Whitby does seem to be a kind of haven to let one’s freak flag fly. While the Victorian and Romantic goths are the most eye-catching, there are plenty of folks expressing the trashier punk side of the style spectrum. There’s also a noticeable amount of cross-dressing and drag on participants of all ages. Goth has always embraced androgyny and gender-bending—but usually in the clubs, not in the broad daylight in a small town. Here, no one, not the young chip shop waitstaff or the veteran boat trip captain, bats an eye.

 

Two men in costume walk across Whitby swing bridge during the Whitby Goth Weekend on April 29, 2023 in Whitby, England. (Photo by Ian Forsyth/Getty Images)

 

I’ve always understood Goth to be more than just a compelling style of music, or a fun way to dress.

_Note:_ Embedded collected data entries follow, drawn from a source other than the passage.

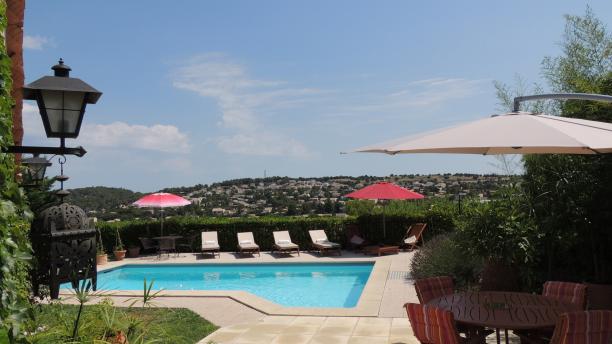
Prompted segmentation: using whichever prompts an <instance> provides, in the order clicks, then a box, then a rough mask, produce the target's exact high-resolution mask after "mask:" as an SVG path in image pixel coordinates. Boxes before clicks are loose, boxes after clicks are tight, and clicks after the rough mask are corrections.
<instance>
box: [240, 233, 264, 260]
mask: <svg viewBox="0 0 612 344" xmlns="http://www.w3.org/2000/svg"><path fill="white" fill-rule="evenodd" d="M238 251H240V253H257V255H258V256H261V254H260V253H259V245H257V244H256V243H255V239H253V232H242V233H238Z"/></svg>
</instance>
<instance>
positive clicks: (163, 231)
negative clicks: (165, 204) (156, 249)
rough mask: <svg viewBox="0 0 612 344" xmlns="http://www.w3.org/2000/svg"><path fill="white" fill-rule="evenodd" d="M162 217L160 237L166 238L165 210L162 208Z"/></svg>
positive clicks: (161, 211)
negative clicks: (164, 221) (161, 236)
mask: <svg viewBox="0 0 612 344" xmlns="http://www.w3.org/2000/svg"><path fill="white" fill-rule="evenodd" d="M160 214H161V215H160V217H161V229H160V235H159V236H164V208H161V211H160Z"/></svg>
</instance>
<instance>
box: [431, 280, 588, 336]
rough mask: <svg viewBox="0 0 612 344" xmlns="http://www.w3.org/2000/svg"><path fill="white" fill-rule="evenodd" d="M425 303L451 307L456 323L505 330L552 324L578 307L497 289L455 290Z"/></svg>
mask: <svg viewBox="0 0 612 344" xmlns="http://www.w3.org/2000/svg"><path fill="white" fill-rule="evenodd" d="M427 304H428V305H432V306H436V307H440V308H443V309H446V310H449V311H451V312H452V313H453V316H454V318H455V321H457V322H458V323H462V324H466V325H473V326H484V327H488V328H495V329H506V330H529V329H544V328H554V327H555V324H556V323H557V319H558V318H559V316H560V315H561V314H562V313H566V312H572V311H577V310H579V309H577V308H576V306H574V305H570V304H567V303H564V302H561V301H558V300H556V299H552V298H549V297H546V296H542V295H537V294H528V293H516V292H500V291H483V292H461V293H455V294H450V295H446V296H442V297H439V298H436V299H433V300H431V301H429V302H428V303H427ZM506 341H507V339H506Z"/></svg>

It’s a sanctuary, where you can express on the outside how you feel on the inside. It works for the teenager looking for a place where sad and lonely feelings are OK, romanticized even, but also for the aging woman who still wants to play with wild make-up and hair (aka me) or the 70-year-old gentleman who misses the era of fancy formal dress. Here in Whitby, all those ages co-exist, inspiring each other.

On a patio overlooking the sea late one night, I meet V, short for Vasilisa, a gregarious 25-year-old trans man from Nottingham who says he’s been dressing goth since the age of six and is visiting Whitby for the first time. He gives me a clue to why Goth continues to endure.

“Seeing the amount of people here dressing in gender non-conforming ways, however you identify, there’s so much space for expression,” he says. “I think Goth can go a lot further than people even expect.”